A review by jjaylynny
Vox by Christina Dalcher

4.0

Whew. I read this in a day, which I haven't done in awhile. It's very propulsive, at first, because the setup is great and the tightness in your chest is compelling, and later, because (unfortunately) the book turns action-y and you need to see what happens.

The hook is genius-- girls and women are limited to 100 words per day. There's good reason for a patriarchal society to silence women, and the book (set basically right now) does a good job showing why. The other issues broke my heart-- what if girls never really get to speak? How do humans acquire language? Some good juicy science-y stuff. What about love? Pillow talk, baring one's soul to a new love-- how does that work when you can't talk? Even Offred gets to talk with her friends at the grocery store (digression: that actually makes the TV series more powerful for me; when the Handmaids open their mouths and normal modern speech comes out, belying the weird sci-fi world they live in.)

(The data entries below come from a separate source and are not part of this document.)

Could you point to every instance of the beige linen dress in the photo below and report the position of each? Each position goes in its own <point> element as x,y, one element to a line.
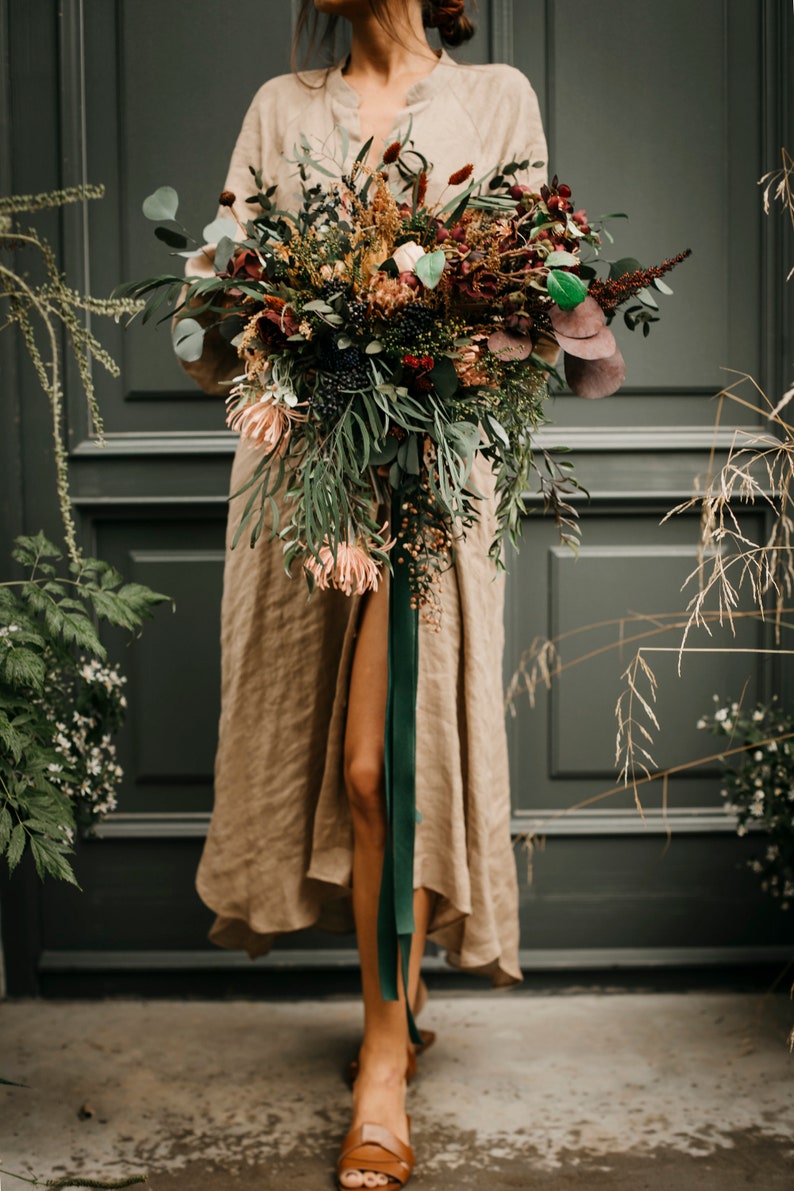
<point>279,852</point>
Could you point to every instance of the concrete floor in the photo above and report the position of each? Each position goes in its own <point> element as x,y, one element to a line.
<point>644,1091</point>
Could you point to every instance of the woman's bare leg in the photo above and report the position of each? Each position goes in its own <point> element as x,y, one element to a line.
<point>379,1092</point>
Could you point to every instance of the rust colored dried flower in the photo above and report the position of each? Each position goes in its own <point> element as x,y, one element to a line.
<point>461,175</point>
<point>388,297</point>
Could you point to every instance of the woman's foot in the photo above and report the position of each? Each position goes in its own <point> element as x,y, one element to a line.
<point>379,1101</point>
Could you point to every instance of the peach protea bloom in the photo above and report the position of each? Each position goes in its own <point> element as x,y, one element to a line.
<point>263,411</point>
<point>355,571</point>
<point>264,423</point>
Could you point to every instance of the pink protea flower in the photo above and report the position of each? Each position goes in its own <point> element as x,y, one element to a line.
<point>266,421</point>
<point>263,423</point>
<point>355,571</point>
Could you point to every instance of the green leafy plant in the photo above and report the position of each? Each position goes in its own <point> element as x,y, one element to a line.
<point>758,785</point>
<point>60,700</point>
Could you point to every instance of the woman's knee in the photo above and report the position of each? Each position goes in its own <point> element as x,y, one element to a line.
<point>364,784</point>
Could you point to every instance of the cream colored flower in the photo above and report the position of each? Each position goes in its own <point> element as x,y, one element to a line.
<point>406,256</point>
<point>354,572</point>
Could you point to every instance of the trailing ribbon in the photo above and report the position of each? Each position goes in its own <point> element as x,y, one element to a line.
<point>395,924</point>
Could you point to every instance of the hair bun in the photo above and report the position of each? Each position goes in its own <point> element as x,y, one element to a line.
<point>450,19</point>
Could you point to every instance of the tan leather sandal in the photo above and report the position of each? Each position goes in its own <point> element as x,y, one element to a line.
<point>372,1147</point>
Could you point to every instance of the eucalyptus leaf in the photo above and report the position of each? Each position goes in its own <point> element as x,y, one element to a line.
<point>566,288</point>
<point>430,267</point>
<point>188,340</point>
<point>163,204</point>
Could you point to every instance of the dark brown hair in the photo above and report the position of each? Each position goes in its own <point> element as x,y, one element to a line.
<point>446,16</point>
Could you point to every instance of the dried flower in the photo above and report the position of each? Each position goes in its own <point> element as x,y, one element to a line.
<point>461,175</point>
<point>354,571</point>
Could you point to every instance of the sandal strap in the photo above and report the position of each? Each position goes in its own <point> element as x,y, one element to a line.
<point>372,1147</point>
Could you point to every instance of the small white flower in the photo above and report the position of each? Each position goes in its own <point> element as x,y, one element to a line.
<point>406,256</point>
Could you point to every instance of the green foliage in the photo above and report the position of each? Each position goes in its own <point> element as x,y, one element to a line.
<point>48,312</point>
<point>758,785</point>
<point>60,700</point>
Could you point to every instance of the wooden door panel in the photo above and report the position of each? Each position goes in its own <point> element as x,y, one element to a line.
<point>662,111</point>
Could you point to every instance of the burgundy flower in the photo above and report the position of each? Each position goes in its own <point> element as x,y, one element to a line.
<point>276,324</point>
<point>461,175</point>
<point>580,218</point>
<point>556,197</point>
<point>392,154</point>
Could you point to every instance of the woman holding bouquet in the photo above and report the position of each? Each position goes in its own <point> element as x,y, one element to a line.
<point>299,824</point>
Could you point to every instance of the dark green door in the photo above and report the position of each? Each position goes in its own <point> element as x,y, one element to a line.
<point>651,108</point>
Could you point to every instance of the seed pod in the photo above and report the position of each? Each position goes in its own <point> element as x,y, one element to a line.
<point>595,378</point>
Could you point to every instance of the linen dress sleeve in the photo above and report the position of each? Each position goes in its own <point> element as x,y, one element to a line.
<point>529,128</point>
<point>535,150</point>
<point>219,361</point>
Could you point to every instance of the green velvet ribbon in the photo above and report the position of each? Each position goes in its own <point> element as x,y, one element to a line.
<point>395,923</point>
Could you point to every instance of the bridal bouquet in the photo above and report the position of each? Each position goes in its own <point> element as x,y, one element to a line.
<point>386,342</point>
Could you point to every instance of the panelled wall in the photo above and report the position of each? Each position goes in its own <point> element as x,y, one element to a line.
<point>650,112</point>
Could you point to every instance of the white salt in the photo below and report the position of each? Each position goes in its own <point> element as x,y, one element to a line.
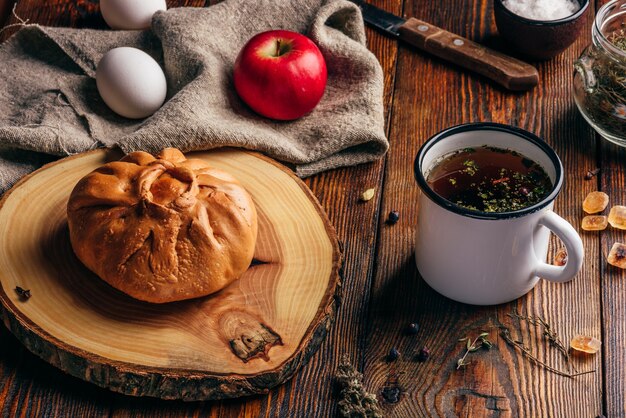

The last third breaks down some; too many implausible turns (the timeline itself doesn't make any sense), too much thriller stuff. I've seen some reviews hate on the book for needing a man to save the day-- well, the men have the power. The bigger theme is the "when good men stand by" one. And the hate for the anti-Christian perspective: well, um. Who the fuck do you think we have to thank for the state we're actually in in real life? Jesus H Christ, and I don't mean you, real Jesus, because you would not have stood for this shit.